# Why would a PCM / ECU retard timing at idle?

I'd like to understand better the reasons that a PCM / ECU would decide to retard timing at idle.

I'm aware of the following:

knock
noise similar to knocking picked up by the sensor
a defective knock sensor
engine overheating
missing knock sensor on some cars ( some Hondas I think )


are all possible reasons; are there any other reasons why the PCM would retard timing at idle?

Would a code always be set when the timing is retarded?

My intention in this question is retarding beyond what is normal, due to some kind of fault condition or out of spec operation.

• rough idling (independent of the root cause)? crankshaft position sensor malfunction/noise? – Martin Nov 6 '17 at 15:52
• @Myself rough idle as a result of retarded timing, but as a cause? crank or camshaft sensor noise / failure that wouldn't set a code? – Robert S. Barnes Nov 6 '17 at 15:57
• On an Renault I once had a CPS, contaminated with metal shavings, resulting in starting problems. For unknown reasons there was no code present. The tendency for ignition timing is "early as possible, but not too early", so if there are problems/unclear situations the ECU might try to retard the ignition. – Martin Nov 6 '17 at 16:58
• Also leaner mixtures are burning faster that rich mixtures, resulting in a need to delay the ignition – Martin Nov 6 '17 at 16:59
• I've seen several instances of an engine with mechanical problems like a loose timing chain or rod knock that could fool the knock sensor into retarding the timing to near undrivable states. – vini_i Dec 8 '17 at 18:53

I assume you're unconciously talking about the natural behaviour of retarding at idle, i.e. not additional retarding because of a fault. Retarding at idle is an old technique with several reasons;

1. Retarding makes for a less efficient combustion, so that more energy gets converted into heat instead of work. This causes the engine to run hotter, which creates a more complete combustion. It's meant to reduce HC and CO emissions while idling.

2. Retarding creates less peak pressure, resulting in less NOx emissions.

3. Retarding makes it possible to make the engine run slow and smooth, making for more comfort, less noise and less fuel consumption and emissions in overall while sitting in traffic.
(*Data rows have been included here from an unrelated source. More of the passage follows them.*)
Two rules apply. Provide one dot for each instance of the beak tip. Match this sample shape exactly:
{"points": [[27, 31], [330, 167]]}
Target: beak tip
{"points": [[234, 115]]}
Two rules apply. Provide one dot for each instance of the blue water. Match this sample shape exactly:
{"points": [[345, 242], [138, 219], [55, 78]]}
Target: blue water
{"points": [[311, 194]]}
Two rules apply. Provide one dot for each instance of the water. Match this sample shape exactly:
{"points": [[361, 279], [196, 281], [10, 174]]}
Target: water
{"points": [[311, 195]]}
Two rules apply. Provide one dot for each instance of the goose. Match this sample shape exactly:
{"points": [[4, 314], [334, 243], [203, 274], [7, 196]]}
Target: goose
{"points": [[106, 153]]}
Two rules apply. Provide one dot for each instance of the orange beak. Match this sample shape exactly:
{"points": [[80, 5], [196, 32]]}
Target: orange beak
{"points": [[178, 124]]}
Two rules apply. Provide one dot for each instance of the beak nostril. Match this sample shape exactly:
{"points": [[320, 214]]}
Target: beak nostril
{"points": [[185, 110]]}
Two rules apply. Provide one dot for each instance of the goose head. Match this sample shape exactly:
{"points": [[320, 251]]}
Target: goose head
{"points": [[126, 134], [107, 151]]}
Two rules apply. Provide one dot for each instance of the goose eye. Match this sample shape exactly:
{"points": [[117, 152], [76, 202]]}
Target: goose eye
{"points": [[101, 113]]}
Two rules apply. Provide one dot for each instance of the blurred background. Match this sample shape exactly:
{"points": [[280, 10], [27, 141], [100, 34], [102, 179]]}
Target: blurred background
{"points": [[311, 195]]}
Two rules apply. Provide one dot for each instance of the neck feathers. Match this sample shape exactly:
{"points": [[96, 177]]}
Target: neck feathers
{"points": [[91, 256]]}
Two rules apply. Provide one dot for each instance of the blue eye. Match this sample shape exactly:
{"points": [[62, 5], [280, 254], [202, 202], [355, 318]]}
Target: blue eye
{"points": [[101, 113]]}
4. With the old carbureted engines, it also made for better driveability. As soon as the accelerator would be pressed while idling, the ignition would instantly be advanced. This caused the engine to suddenly run more efficient and create more power. This makes driving away at the traffic light considerably more easy and comfortable.
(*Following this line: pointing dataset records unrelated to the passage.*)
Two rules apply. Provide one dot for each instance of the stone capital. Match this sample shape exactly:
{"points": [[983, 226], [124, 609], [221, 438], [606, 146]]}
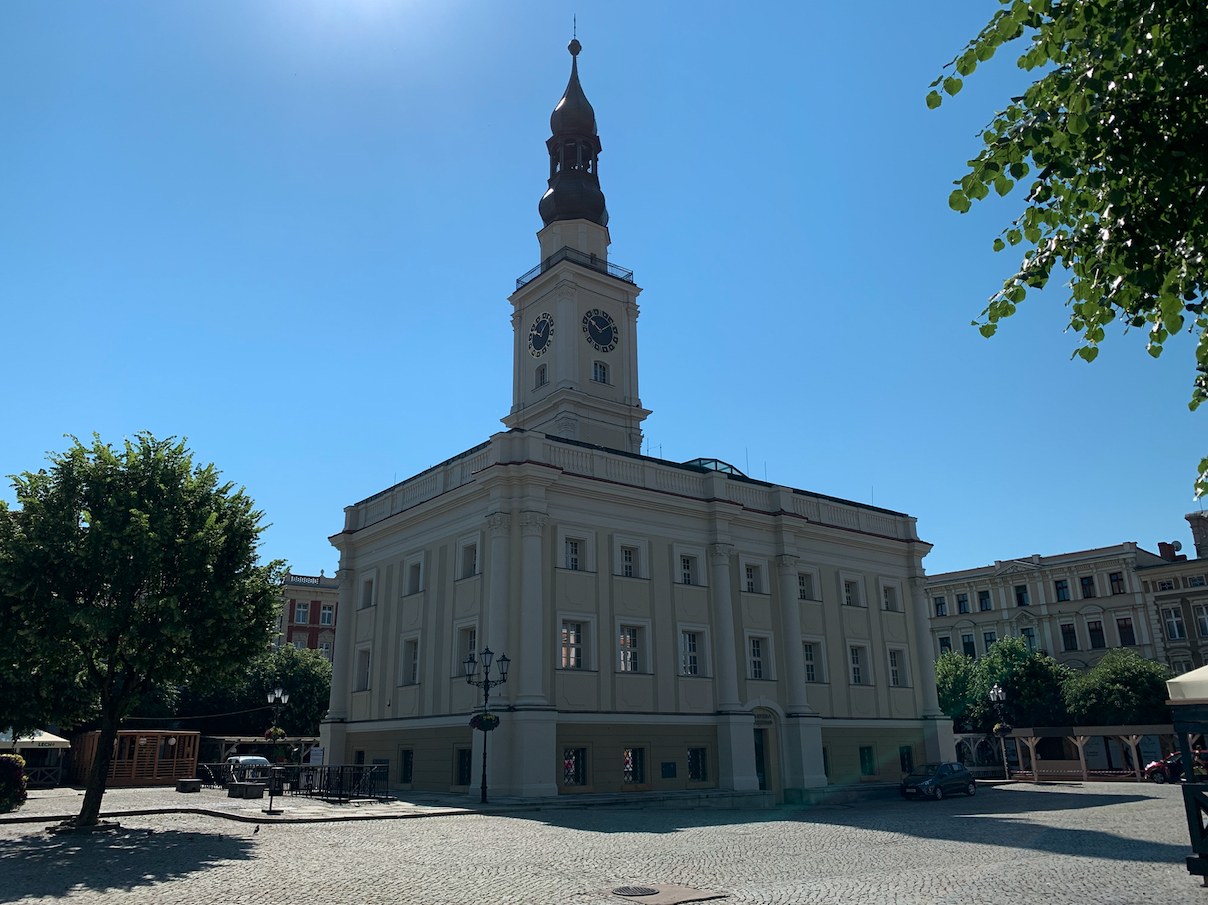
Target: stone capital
{"points": [[533, 523], [499, 524]]}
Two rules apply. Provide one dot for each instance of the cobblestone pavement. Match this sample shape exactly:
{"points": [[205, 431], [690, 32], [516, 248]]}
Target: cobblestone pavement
{"points": [[1099, 842]]}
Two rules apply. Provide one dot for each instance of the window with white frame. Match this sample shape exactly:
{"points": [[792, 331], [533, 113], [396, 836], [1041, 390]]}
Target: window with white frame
{"points": [[571, 644], [758, 657], [629, 647], [1174, 627], [408, 661], [361, 676]]}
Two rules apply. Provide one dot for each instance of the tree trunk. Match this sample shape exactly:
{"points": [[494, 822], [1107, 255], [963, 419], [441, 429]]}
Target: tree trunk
{"points": [[89, 811]]}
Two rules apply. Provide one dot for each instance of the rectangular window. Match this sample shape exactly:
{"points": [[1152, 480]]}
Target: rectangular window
{"points": [[867, 761], [631, 661], [574, 766], [633, 766], [687, 570], [756, 657], [807, 651], [1174, 628], [628, 562], [690, 663], [1127, 637], [363, 669], [890, 598], [464, 766], [1095, 628], [469, 561], [571, 645], [411, 661]]}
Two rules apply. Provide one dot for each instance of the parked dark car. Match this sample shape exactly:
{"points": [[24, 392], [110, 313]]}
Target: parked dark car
{"points": [[1169, 769], [934, 781]]}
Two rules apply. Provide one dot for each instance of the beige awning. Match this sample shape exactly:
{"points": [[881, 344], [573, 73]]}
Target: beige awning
{"points": [[1189, 686], [40, 740]]}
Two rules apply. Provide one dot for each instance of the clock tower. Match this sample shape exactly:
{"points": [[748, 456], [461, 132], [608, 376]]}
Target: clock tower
{"points": [[575, 314]]}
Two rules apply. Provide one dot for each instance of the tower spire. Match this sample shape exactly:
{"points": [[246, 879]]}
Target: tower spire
{"points": [[574, 191]]}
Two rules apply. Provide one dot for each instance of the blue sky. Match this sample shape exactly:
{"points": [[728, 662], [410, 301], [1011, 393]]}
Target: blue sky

Addendum: OP mentioned that he was talking about an abnormally retarded ignition. There could be two reasons for that:

1. Either the engine is supplied with faulty information by misbehaving or broken sensors, causing it to think that it runs more advanced that it actually does, or;
2. The sensors are fine, and it is a protecting strategy to prevent eg. knocking. If an engine is equipped with a knock sensor and active ignition control, it will retard the ignition in order to reduce the knocking. There could be other reasons to protect the engine by retarding the ignition, but I can't think of additional reasons.
• Sorry my question wasn't clear enough, I mean excess retarding beyond what is normal spec. – Robert S. Barnes Nov 7 '17 at 15:31
• @RobertS.Barnes Note taken, answer revised. – Bart Nov 7 '17 at 15:51

It's a simple matter of obtaining a fuel-efficient and smooth idle.

You don't want the piston attempting to compress an already burning charge. There's no kneed to generate power, so an idle ignition timing of even after TDC works.
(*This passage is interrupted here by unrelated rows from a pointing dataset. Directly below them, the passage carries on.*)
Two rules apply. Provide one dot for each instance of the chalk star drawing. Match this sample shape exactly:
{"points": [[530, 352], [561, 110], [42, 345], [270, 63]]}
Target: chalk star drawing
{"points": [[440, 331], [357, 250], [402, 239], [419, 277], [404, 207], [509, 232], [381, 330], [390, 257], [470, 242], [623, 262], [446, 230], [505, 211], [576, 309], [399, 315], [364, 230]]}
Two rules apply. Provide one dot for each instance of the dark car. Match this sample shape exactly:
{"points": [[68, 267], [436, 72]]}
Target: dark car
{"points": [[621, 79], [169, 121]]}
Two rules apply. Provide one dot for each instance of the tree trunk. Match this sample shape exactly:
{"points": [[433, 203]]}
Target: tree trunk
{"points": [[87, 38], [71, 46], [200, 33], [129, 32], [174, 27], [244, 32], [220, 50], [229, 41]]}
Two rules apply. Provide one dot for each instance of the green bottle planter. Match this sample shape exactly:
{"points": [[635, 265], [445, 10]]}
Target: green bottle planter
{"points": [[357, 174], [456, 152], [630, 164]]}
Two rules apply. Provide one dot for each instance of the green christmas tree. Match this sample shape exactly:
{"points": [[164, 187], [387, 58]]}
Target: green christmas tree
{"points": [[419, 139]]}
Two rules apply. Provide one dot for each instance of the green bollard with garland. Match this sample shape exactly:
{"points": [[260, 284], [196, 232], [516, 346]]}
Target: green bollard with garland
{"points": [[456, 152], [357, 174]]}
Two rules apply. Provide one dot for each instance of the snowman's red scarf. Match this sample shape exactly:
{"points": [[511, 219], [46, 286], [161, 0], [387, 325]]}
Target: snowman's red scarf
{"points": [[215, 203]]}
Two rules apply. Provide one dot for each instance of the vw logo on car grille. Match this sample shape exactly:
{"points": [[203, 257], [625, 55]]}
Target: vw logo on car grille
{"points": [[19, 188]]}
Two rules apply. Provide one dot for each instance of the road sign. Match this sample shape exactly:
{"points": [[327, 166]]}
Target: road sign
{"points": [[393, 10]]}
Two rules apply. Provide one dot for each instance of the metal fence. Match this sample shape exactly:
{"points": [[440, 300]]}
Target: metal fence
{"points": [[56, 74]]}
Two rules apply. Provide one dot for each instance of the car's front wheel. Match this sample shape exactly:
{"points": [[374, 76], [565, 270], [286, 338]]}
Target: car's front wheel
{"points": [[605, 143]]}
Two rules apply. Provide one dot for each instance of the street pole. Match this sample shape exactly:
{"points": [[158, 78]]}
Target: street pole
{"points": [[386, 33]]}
Chase the piston down with just enough energy to keep the engine spinning smoothly.

• My intention is a situation where the PCM is retarding timing beyond what the normal range is for that engine. For example, I've got a car that calls for between 6*-18* of advance at idle, but the PCM is retarding it to between 0.5* - 2.75*. – Robert S. Barnes Nov 7 '17 at 7:34
• That is not the same question you asked.... – Solar Mike Nov 7 '17 at 9:12
• @SolarMike OK, I thought asking about the setting of a code in the question made it clear I meant it was about retarding due to a fault condition. Apparently I need to make it more explicit. – Robert S. Barnes Nov 7 '17 at 15:28
• It is often said that to get the right answer, one needs to ask the right question... – Solar Mike Nov 7 '17 at 15:33
• @SolarMike Word. – SteveRacer Nov 8 '17 at 2:55

One of the reasons an engine computer would retard the timing at idle when there are no fault codes present is in order to meet the computers RPM Target. For example if the engine is idling slightly high for some reason like a small vacuum leak, and the idle air control valve is already fully closed then as a last resort the computer will retard the timing to reduce power and slow the idle down. Such a situation could also occur if the idle air screw is opened too much.